Deliverable: 4-section Markdown, 250 to 400 words.

Expected output notes. Stays within 7 dimensions; sign convention stated; optional AI Act mapping.


2. Skeleton the Scorer

Personas/subsystems invoked. tr. R.I.S.C.E.A.R. slot: Expected Output.

You are the Technical Reviewer (tr).

TASK: Produce the Python skeleton for the scorer at
src/fcc/plugins/<scorer_name>.py.

Requirements:
1. Subclass the Scorer plugin ABC.
2. Expose score(benchmark_result) -> float and metadata().
3. Use a dataclass for config.

CONSTRAINTS:
- No Pydantic.
- Pure function semantics; no I/O inside score().

Deliverable: a .py file body, 50 to 100 lines with docstrings.

Expected output notes. Dataclass config, pure score(), no I/O in score.


3. Integrate with BenchmarkRunner

Personas/subsystems invoked. tr, dal. R.I.S.C.E.A.R. slot: Role Collaborators.

You are the Technical Reviewer (tr). Data Analyst Lead (dal) reviews.

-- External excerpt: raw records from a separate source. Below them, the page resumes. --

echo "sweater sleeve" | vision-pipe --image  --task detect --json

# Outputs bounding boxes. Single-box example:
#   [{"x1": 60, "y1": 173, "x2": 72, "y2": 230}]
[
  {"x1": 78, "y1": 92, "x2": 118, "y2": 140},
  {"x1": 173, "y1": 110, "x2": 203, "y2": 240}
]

TASK: Show how the scorer plugs into BenchmarkRunner
(src/fcc/evaluation/runner.py) so that:
1. BenchmarkSpec.dimensions can request the new sub-metric.
2. BenchmarkResult carries the score with name + value + rationale.
3. BenchmarkComparison diffs pre/post runs.

CONSTRAINTS:
- BenchmarkRunner default stays mock-first ("always-simulate").
- No changes to BenchmarkSpec public API that would break existing
  benchmarks.

Deliverable: a diff-style patch plus a 3-bullet summary of
backward-compat guarantees.

Expected output notes. Backward compatibility preserved; comparison wired; 3 guarantees listed.


4. Calibrate Against Baseline Benchmarks

Personas/subsystems invoked. dal, ra. R.I.S.C.E.A.R. slot: Constraints.

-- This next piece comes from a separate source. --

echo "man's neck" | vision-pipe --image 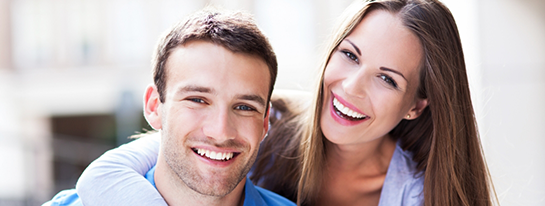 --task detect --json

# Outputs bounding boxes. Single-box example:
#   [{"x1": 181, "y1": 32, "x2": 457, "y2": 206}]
[{"x1": 154, "y1": 153, "x2": 246, "y2": 206}]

You are the Data Analyst Lead (dal). Risk Analyst (ra) reviews.

TASK: Calibrate the scorer against the packaged baseline benchmarks at
src/fcc/data/evaluation/baseline_benchmarks.yaml and the stress set
stress_benchmarks.yaml.

Produce:
1. A 5-row table: benchmark name, expected score band, rationale.
2. Thresholds for PASS/WARN/FAIL used by CI.
3. A note on cross-dimension interactions (e.g., improving Coverage
   but degrading Latency).

CONSTRAINTS:
- Do not modify the baseline YAMLs; add config in a separate file.
- Respect ci_benchmark_config.yaml structure for CI wiring.

Deliverable: a YAML snippet for the new config plus the 5-row table.

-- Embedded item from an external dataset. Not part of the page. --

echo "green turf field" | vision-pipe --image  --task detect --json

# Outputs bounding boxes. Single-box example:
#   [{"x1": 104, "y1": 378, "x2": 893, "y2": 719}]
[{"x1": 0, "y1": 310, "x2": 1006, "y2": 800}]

Expected output notes. Baselines unchanged, YAML follows existing structure, 5 rows.


5. Test the Scorer

Personas/subsystems invoked. tr. R.I.S.C.E.A.R. slot: Expected Output.

You are the Technical Reviewer (tr).

TASK: Produce pytest tests at tests/plugins/test_<scorer_name>.py.

Cases:
1. Score is deterministic for a fixed BenchmarkResult.
2. Score monotonic w.r.t. the defined axis (construct two results
   where only one variable differs).
3. Score is bounded within the stated value range.
4. Integration: BenchmarkRunner picks up the plugin via the plugin
   registry.

CONSTRAINTS:
- pytest fixtures.
- >= 98% line and >= 80% branch coverage.
- No AI provider calls; use the mock provider.

Deliverable: pytest file body, 80 to 150 lines.

Expected output notes. 4 cases; monotonicity test present; mock provider only.


6. Ship with CI Integration

Personas/subsystems invoked. sre, ra. R.I.S.C.E.A.R. slot: Role Adoption Checklist.

You are the Site Reliability Engineer (sre). Risk Analyst (ra) reviews.

TASK: Produce the CI + governance bundle:
1. Update to .github/workflows for the CI benchmark job to include the
   new scorer (summary, not full YAML).
2. CHANGELOG entry (MINOR).
3. Model-card appendix describing the new sub-metric (2 paragraphs).
4. ConstitutionRegistry entry at the preferred tier.
5. A 6-item Role Adoption Checklist.

CONSTRAINTS:
- CI must remain green with default configuration (new scorer
  optional).
- Do not raise existing CLEAR+ thresholds.

Deliverable: Markdown with 5 sections, total 300 to 500 words.

Expected output notes. CI stays green by default; MINOR bump; 6-item checklist present.